Set in the days leading up to A New Hope, Rogue One tells the story of the band of misfits who rallied together to steal the Death Star plans. Felicity Jones stars as Jyn Erso, a woman who has spent years trying to stay out of the growing conflict between the Empire and the Rebels. She is brought before the Rebel leadership because of her connection to Galen Erso, her father played by Mads Mikkelsen, and the chief architect of the Empire’s mysterious new super weapon. When she learns that her father has hidden a flaw in the weapon that can be exploited to destroy it, she tries to convince the Rebels to support a mission to retrieve the plans. She comes up short but convinces a small collection of unlikely allies to join her.
Cassian Andor (Diego Luna) is the spy who has done dark deeds in the name of the Alliance. His unlikely partner is a reprogrammed imperial battle droid K-2SO (voiced by Alan Tudyk). Chirrut Imwe and Baze Malbus (Donnie Yen and Wen Jiang, respectively) are a pair of Guardians of the Whills, allies of the old Jedi Order. Bodhi Rook, a defecting Imperial pilot played by Riz Ahmed, rounds out the core team.
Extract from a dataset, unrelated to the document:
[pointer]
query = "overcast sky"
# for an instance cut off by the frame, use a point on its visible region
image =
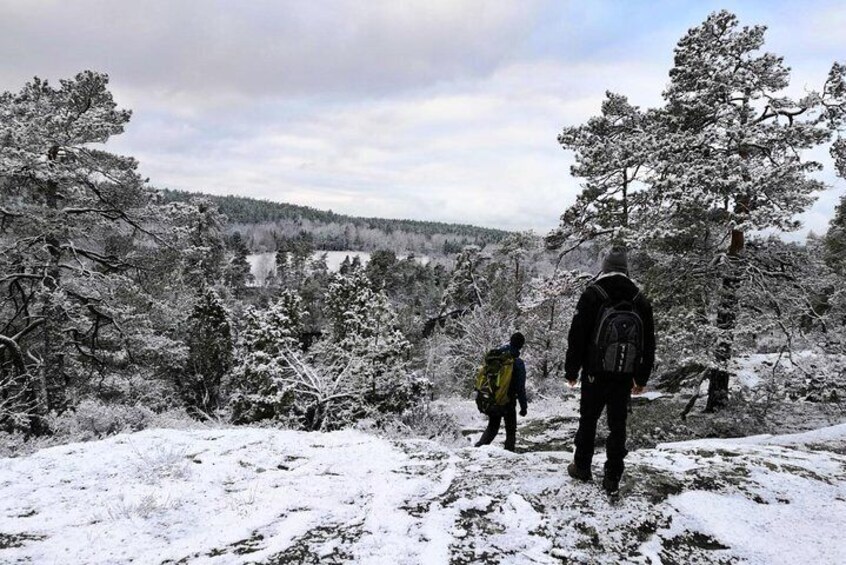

Everyone has their role to play in the mission and each character gets a few moments to shine throughout the film, with K-2SO’s dry sarcasm and disdain for having to be allied with the Rebels often stealing the show.
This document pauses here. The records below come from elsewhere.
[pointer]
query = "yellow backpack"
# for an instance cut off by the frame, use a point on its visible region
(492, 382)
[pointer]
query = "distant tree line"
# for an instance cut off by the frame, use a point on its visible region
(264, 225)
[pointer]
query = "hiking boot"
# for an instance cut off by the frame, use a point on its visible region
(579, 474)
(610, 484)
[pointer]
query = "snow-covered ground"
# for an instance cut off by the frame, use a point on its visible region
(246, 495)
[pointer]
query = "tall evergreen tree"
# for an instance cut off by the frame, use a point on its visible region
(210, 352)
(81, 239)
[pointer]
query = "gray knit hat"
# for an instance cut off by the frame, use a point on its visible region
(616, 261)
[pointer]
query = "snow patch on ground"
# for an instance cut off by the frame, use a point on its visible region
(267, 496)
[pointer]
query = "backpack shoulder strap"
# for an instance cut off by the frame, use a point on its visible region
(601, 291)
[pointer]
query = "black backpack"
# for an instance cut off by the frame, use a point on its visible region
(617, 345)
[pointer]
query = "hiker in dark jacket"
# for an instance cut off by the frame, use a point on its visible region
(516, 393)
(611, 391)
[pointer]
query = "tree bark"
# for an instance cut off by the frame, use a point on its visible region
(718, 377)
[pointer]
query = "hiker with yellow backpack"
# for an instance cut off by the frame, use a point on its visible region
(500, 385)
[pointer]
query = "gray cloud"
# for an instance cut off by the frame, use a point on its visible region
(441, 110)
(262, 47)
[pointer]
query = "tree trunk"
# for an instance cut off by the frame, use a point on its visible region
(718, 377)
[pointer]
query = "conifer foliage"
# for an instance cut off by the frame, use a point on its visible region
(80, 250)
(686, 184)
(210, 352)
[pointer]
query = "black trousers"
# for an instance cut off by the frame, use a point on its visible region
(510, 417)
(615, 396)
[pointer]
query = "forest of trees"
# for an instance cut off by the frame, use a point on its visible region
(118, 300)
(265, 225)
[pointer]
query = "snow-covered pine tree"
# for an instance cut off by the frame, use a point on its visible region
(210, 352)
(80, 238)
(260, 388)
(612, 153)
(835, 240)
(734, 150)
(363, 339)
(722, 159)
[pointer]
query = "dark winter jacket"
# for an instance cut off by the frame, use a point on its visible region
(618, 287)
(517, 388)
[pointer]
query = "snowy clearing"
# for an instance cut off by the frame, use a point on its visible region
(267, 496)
There is definitely a lot of fan service to go around in Rogue One with numerous nods to the bigger franchise scattered throughout. Some of them work incredibly well (like a couple of well-placed cameos in a final space battle), while others feel unnecessary and just leave me confused (like how an early cameo gets from their place in this film to where we see them in A New Hope seemingly days later). But this is undeniably a film made by fans of the epic space opera.
What impressed me most when I watched the film originally, and continues today, is that this movie manages to improve A New Hope, not distract from it. This film shows up a scattered group of Rebels and what led them to actually becoming a Rebel ALLIANCE. It manages to explain away the long-mocked, magic exhaust port weakness by telling us that it was by design. As a long-time fan of the games of the same name, I love that we get a subtle origin of the Rogue Squadron. Most importantly, we get to see the tangible cost of the spies who give their lives to transmit the Death Star plans. It’s not a story we needed (we survived nearly 40 years without it just fine, after all), but it’s a story that they decided to tell and it didn’t lessen what came before, like other prequels in cinema history have.
Great performances, action, and a clear love for the franchise all help establish this first Star Wars stand-alone story as an excellent pilot to this direction for the series. I only hope that the future stories add to the franchise as this one has, and don’t detract from the vast Star Wars universe.
If nothing else, it’s a great science fiction movie to throw on in the background while I shoot up tons of bad guys in Destiny.